ICANN announced yesterday that it was in the process of allocating the remaining blocks of IPv4 to the five RIRs.
My first reaction to that was “What remaining blocks?” seeing as how there was much fanfare (well, of the limited Internet governance variety anyway) around the announcement back in 2011 when IANA handed out what they claimed were the last 5 /8s.
Turns out this is reclaimed space. The IANA IPv4 Recovered Address Space registry just went from 20 million to around 10 million. (Street value of those IPs? Around $136M USD!)
What triggered this distribution of IPv4? The announcement reports that it was LACNIC dropping to a /9 (that’s around 8 million to any civilians reading this) of available addresses.
It’s further explained here, if you want to explore some of the intricacies of Internet governance around IPv4 exhaustion.
Or, you could spend the time instead doing what any organization needs to do in response to these latest developments (*broken record alert*): Adopt IPv6.

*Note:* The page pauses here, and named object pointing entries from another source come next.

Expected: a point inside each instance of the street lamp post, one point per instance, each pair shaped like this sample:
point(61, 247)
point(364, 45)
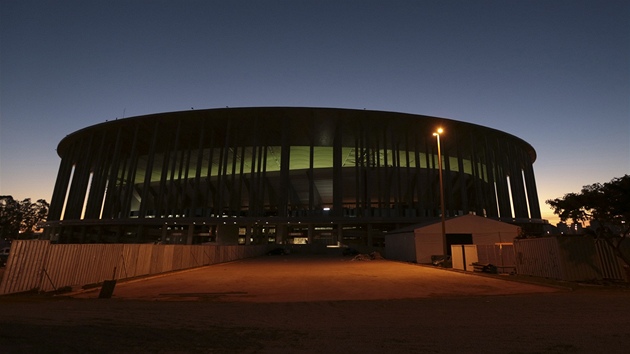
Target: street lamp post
point(437, 134)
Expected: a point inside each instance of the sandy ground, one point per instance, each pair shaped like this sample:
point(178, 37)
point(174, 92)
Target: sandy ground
point(297, 304)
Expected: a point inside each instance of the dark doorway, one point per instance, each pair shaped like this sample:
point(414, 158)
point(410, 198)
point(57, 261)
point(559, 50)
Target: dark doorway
point(457, 239)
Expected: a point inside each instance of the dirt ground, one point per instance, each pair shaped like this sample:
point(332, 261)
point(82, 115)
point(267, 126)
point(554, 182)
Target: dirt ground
point(297, 304)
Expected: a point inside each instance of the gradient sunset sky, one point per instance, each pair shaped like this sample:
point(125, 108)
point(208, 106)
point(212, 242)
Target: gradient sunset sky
point(554, 73)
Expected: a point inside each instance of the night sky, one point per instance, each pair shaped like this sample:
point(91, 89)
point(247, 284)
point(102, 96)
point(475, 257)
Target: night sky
point(554, 73)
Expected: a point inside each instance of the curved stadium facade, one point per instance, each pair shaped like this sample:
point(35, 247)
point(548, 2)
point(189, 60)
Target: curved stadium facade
point(282, 175)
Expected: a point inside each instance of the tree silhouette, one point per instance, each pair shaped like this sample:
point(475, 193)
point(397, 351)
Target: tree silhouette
point(607, 208)
point(19, 219)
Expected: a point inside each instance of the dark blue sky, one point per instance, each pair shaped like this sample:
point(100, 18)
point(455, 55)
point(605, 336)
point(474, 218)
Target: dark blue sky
point(554, 73)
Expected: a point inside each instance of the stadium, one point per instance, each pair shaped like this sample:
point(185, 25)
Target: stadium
point(282, 175)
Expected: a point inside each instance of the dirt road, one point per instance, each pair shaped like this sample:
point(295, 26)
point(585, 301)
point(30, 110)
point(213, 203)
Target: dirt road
point(261, 306)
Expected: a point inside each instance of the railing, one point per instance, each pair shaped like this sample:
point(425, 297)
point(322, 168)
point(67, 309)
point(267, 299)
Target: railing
point(35, 265)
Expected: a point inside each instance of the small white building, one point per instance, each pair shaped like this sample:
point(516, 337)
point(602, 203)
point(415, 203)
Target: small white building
point(418, 243)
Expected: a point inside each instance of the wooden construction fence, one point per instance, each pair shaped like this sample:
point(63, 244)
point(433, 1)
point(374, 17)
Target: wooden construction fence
point(36, 265)
point(570, 258)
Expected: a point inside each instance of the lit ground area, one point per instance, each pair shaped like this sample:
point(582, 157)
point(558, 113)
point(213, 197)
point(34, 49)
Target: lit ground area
point(293, 304)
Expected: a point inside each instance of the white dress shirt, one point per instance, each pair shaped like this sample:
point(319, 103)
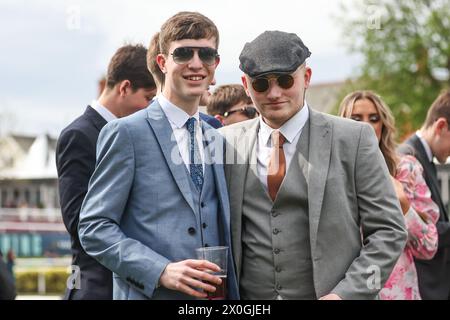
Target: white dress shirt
point(105, 113)
point(291, 130)
point(177, 119)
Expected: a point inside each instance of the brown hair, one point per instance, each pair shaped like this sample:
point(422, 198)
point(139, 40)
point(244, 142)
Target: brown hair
point(387, 142)
point(439, 109)
point(152, 53)
point(129, 63)
point(224, 97)
point(186, 25)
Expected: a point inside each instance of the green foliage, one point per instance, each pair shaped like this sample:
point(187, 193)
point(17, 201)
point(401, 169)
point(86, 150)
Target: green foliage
point(405, 46)
point(55, 281)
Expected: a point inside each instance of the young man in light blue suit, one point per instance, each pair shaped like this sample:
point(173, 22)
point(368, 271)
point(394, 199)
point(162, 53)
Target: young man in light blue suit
point(157, 192)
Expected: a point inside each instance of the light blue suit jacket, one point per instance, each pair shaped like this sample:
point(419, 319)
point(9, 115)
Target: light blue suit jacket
point(138, 210)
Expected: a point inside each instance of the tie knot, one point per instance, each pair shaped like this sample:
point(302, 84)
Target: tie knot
point(278, 139)
point(190, 125)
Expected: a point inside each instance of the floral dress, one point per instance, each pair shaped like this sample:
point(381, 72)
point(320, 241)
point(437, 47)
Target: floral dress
point(422, 241)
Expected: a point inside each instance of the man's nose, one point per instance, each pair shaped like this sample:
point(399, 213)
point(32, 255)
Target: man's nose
point(196, 62)
point(274, 91)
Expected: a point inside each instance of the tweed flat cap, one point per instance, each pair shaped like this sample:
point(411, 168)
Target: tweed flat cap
point(273, 52)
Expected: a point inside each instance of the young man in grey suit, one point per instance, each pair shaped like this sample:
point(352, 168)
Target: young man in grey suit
point(433, 140)
point(155, 195)
point(314, 212)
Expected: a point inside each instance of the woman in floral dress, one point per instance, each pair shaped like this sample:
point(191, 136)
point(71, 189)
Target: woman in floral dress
point(419, 210)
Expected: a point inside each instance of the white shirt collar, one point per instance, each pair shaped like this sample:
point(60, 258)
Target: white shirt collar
point(290, 129)
point(103, 111)
point(426, 146)
point(176, 115)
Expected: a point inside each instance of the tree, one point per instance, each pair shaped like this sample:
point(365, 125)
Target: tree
point(405, 46)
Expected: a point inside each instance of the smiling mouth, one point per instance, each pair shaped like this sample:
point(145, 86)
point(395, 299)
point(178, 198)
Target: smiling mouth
point(275, 103)
point(194, 78)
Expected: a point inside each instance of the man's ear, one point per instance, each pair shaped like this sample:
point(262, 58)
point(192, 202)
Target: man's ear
point(161, 61)
point(124, 87)
point(220, 118)
point(217, 63)
point(245, 84)
point(308, 74)
point(441, 125)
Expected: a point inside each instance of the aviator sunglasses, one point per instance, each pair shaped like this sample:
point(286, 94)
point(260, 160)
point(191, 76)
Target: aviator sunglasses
point(182, 55)
point(284, 81)
point(249, 112)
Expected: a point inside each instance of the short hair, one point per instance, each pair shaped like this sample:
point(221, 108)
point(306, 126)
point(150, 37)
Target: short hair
point(186, 25)
point(387, 141)
point(129, 63)
point(153, 67)
point(439, 109)
point(225, 97)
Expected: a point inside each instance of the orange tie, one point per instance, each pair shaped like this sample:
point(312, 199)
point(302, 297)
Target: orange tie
point(277, 164)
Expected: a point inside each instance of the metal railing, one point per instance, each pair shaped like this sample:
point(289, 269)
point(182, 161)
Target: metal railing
point(50, 215)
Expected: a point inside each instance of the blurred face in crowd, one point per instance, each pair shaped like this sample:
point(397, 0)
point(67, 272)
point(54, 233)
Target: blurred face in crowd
point(276, 104)
point(237, 113)
point(440, 140)
point(134, 100)
point(365, 110)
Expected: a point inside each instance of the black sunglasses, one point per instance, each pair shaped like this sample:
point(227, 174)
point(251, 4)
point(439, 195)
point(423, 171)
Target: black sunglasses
point(284, 81)
point(183, 55)
point(249, 111)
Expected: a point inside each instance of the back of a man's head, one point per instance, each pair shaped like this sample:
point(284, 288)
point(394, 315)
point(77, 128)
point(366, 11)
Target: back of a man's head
point(225, 97)
point(187, 25)
point(129, 63)
point(439, 109)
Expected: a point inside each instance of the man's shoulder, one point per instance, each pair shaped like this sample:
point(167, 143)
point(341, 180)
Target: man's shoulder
point(133, 121)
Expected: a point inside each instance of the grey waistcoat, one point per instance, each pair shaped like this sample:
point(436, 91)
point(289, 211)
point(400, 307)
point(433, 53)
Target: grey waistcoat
point(276, 252)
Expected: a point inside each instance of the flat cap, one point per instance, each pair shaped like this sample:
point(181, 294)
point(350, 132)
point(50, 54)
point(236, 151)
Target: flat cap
point(273, 52)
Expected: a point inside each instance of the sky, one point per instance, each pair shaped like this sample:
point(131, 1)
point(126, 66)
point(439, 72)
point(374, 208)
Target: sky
point(54, 51)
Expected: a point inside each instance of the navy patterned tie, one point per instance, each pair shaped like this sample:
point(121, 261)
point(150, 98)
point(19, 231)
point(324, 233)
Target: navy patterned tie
point(195, 165)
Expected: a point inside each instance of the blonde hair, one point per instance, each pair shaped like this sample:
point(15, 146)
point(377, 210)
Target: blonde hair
point(387, 142)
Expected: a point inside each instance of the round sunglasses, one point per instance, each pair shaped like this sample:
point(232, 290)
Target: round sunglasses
point(284, 81)
point(183, 55)
point(249, 111)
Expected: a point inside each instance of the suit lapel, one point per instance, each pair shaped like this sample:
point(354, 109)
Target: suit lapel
point(213, 146)
point(319, 162)
point(164, 134)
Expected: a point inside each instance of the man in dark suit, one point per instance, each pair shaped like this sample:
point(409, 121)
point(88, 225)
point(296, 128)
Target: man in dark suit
point(129, 88)
point(433, 140)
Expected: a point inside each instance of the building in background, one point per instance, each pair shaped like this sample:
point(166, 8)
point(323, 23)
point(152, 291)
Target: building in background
point(30, 218)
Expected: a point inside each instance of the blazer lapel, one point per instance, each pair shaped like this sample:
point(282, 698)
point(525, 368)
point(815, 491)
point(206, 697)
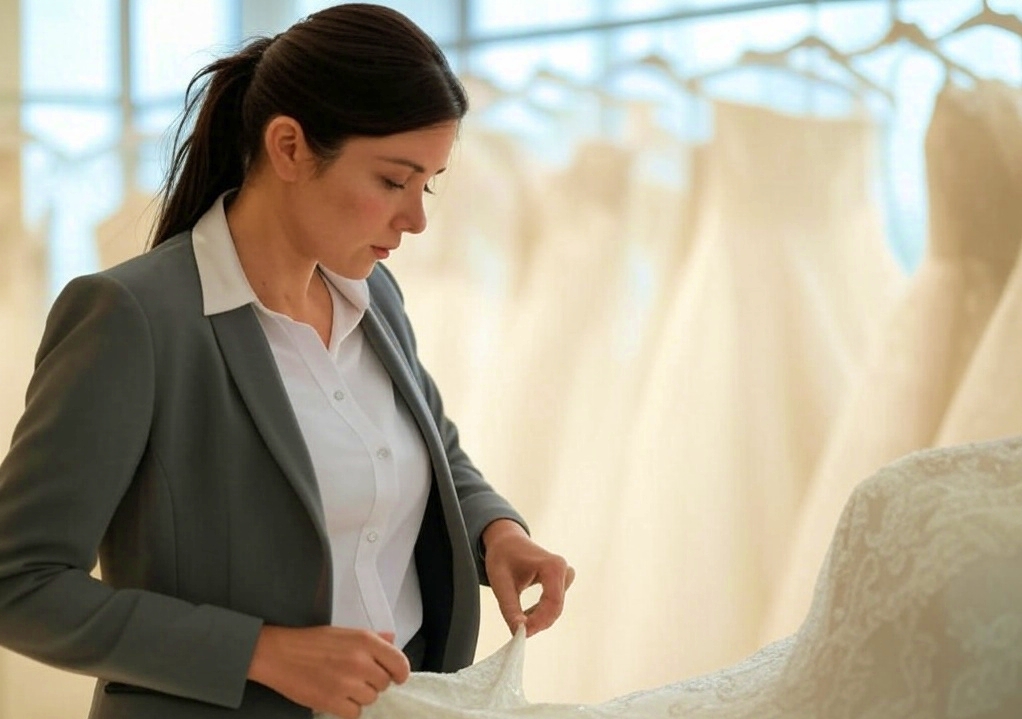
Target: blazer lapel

“Redistributing increasingly small blocks of IPv4 address space is not a sustainable way to grow the Internet. IPv6 deployment is a requirement for any network that needs to survive.” says Leo Vegoda, ICANN’s Operational Excellence Manager.
Elise Gerich, IANA’s VP agrees: “To continue to fuel the economic growth and opportunity that is brought by the Internet, we are at the point where rapid adoption of IPv6 is a necessity to maintain that growth.”
You can just picture their pockets practically turned inside out and sending an unspoken message: “Quit bugging us about IPv4. Time to go put the bite on some other address protocol, preferably one with 96 more bits.”
Begin your IPv6 adoption today (if you haven’t already) by checking to see if your ISP support IPv6 (or when it plans to). Are you multi-homed (i.e., do you have more than one ISP)? You may want to begin the process of getting an IPv6 allocation from your RIR.